The Whites

Richard Price is known for his hard-hitting police procedurals and tales of the demimonde, so I'm not sure why he wrote The Whites under the name of Harry Brandt, especially since his name is also on the book. He shouldn't be ashamed of the book, as it's a crackling good meditation on guilt and justice.

The story is told from the point of view of Billy Graves, a detective on the New York City night watch, who handle crimes committed in the wee hours of the morning and managed until the right precinct comes in. He and his staff are called in to a murder in Penn Station, and he realizes that the deceased is a killer that the cops refer to as a "white," short for "white whale": "they all had all met their personal whites, those who had committed criminal obscenities on their watch and then walked away untouched by justice, leaving their obsessed ex-WG hunters heading into retirement with pilfered case files to pore over in their offices and basements at night."

The WG refers to the "Wild Geese," a group of loyal cops, of mixed race and gender, who are beholden to each other like family. But when some of the other cops' whites turn up dead and missing, it makes Billy start to wonder.

This is in addition to an unknown person giving grief to Billy's family, such as bothering his son at school, taking his dementia-addled father for a ride, or leaving garbage on the front stoop. We know who it is, as that man's chapters are alternated between Billy's, we just don't know why he's doing it.

So, if The Whites isn't a whodunit, it's a why'dtheydoit, and the ethics of the story makes for some serious thinking. Should Billy turn in who's been killing the scum that are walking the streets?

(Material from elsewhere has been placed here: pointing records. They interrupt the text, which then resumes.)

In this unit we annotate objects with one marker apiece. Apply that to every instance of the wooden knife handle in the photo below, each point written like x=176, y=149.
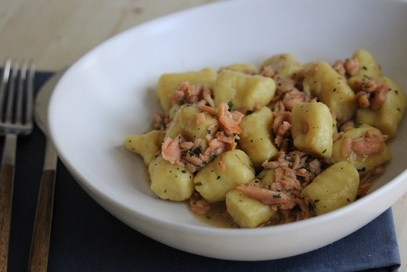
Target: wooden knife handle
x=6, y=201
x=38, y=259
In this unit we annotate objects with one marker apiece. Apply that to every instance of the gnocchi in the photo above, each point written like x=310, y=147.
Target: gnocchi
x=274, y=143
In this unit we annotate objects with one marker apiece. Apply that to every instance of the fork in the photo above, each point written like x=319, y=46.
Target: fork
x=16, y=108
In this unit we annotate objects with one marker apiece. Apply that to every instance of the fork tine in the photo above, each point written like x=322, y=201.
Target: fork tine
x=20, y=93
x=3, y=84
x=30, y=93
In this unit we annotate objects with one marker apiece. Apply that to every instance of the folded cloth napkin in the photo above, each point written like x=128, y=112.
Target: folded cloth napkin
x=87, y=238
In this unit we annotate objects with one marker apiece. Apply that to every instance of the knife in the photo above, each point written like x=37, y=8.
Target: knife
x=38, y=258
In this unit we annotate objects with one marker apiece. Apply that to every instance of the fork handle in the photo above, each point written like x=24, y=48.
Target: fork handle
x=38, y=260
x=6, y=196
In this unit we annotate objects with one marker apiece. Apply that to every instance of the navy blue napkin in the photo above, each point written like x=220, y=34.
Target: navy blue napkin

Price has always written with the picaresque language of the streets and the squad room. Here's a few examples: "The handcuffed drunk in the backseat had lost three thousand dollars betting on the NCAA Final Four and decided that it was the fault of his wife's face, which he promptly set to rearranging." Or: "He was nothing more than an increasingly violent and out-of-control wreck whose hands shook all the time now from drinking, nothing more than a raging borderline wet-brain, so constantly tired these days that he could barely get in or out of bed."

By my count I've read four of Price's books: Clockers, Freedomland, Lush Life, and now The Whites. I think this one, though written under a mysterious pen-name, is the strongest of the lot.